I snorted with laughter and disbelief; I was not going to fall for this act. I knew damn well that she got pictures of me on a regular basis from Sierra and the charity that she worked for. I’m not sure if my father knew about my mom’s little plan but I sure as hell did and I was none to happy about this scripted dinner party. So I did a stupid thing, I opened my mouth and proceeded to ask

 

“Mom, didn’t Sierra send you letters from time to time? And Dad, didn’t mom describe you as violent? I thought she communicated with you for years after I left North Korea.” My mother just looked at her hands for a long time before answering that question.

 

“Song-“

 

“Call me Alana.”

 

My mother pursed her lips and sighed before resuming her reply in a tone that implied she was trying very hard to keep herself calm. “Fine, Alana.  You’re right. I was in contact with Sierra, she knew who I was but kept quiet about it to everyone. As for why, we sent you across the border for politics. Your father was losing support among the people and we had to rally the public. So we sent you to live with Sierra. I lied about the back story, the less people who knew the truth the better.”

 

 I just stood there before finally replying, “I don’t know how to react. I don’t even know what I should be doing here. Even if you hadn’t just told me what you did, I would still be at a loss for what to do. Why would you send your first child to live with the nearest stranger?”

 

Mom started crying, and my father looked pissed.

 

“Look what you’ve done!” he screamed “You’ve caused us enough pain already, we suffered for you for fifteen years. You come back and it’s clear that all you want is to be a little material whore back in South Korea and visit Sierra’s family in America whenever you want. You don’t even want to be our daughter.  I was going to teach you how to be a leader. You could have been a queen, but now you’re just the village idiot.”

 

Without thinking, I said, “Screw you too. I was fine without you for fifteen years. Based off of this interaction, it seems like you don’t need me either.”

 

Needless to say, I was on a plane out of there within hours of arriving. I haven’t contacted my parents since then, and they haven’t even mentioned me. Both of those things are probably for the best.

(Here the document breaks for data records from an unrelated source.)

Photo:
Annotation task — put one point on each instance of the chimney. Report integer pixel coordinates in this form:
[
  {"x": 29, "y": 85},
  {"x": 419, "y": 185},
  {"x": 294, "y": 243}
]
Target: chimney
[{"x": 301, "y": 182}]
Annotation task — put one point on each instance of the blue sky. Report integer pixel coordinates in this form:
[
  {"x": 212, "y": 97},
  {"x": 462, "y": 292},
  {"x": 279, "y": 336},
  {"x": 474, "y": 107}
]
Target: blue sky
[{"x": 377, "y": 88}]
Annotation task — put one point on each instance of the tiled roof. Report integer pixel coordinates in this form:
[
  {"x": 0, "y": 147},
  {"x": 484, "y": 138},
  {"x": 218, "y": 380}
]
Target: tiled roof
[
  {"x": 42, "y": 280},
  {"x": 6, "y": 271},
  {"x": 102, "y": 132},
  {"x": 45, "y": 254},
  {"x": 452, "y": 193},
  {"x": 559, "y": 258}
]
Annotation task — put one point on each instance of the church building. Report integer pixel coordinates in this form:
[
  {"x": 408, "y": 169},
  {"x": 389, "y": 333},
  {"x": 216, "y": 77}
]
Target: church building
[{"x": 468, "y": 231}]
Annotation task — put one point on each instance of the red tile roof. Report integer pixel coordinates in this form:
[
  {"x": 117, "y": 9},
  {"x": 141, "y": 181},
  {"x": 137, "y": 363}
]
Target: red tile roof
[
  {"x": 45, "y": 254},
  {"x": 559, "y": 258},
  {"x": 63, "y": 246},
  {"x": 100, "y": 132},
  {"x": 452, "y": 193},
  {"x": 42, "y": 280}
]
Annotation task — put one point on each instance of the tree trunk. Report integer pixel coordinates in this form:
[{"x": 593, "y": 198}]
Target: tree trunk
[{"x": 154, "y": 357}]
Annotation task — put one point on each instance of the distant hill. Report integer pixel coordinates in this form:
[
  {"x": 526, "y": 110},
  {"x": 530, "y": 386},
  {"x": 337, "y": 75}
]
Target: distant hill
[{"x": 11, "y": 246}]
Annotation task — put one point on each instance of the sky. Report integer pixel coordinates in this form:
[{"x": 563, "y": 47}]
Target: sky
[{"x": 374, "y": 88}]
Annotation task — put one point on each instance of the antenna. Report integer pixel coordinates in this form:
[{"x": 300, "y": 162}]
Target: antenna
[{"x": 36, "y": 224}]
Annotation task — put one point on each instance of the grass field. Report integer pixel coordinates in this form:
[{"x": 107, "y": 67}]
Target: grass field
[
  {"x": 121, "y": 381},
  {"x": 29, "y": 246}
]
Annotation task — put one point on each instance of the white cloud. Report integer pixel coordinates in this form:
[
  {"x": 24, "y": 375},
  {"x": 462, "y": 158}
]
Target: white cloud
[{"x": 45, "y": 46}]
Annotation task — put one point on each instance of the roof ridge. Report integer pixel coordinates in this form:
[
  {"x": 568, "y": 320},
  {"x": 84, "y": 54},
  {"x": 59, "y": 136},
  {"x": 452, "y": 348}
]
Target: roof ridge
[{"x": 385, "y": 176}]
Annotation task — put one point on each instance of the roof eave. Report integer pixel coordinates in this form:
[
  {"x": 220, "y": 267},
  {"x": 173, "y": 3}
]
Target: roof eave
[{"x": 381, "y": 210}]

Looking back on it, nothing good could have come out of meeting them even if I was polite and had kept my mouth shut about my disapproval of their governing tactics. It’s been years since that ill-fated trip to North Korea and I’ve never looked back on it, even to mourn the loss of my mother who took her own life just days after I left that wretched place for good. She sent me a note that I received just days after her suicide. It said, “Sweetie, you have shamed me. I can’t live with the humiliation of everyone knowing you are a defector.” I guess when she saw my picture in the Korea Herald she thought I would be something entirely different than what I was. She wanted me to be the person she romanticized about during my fifteen-year absence, but the hope of meeting this fantasy she created set her up for the disappointment of the reality. It crushed her fragile spirit and sent her into a suicidal state, causing her to hang herself in her closet soon after I left.  Maybe the phrase “every picture says a thousand words” should be changed. Maybe it should say instead, “Every picture says a thousand words that can be interpreted in a thousand different ways”.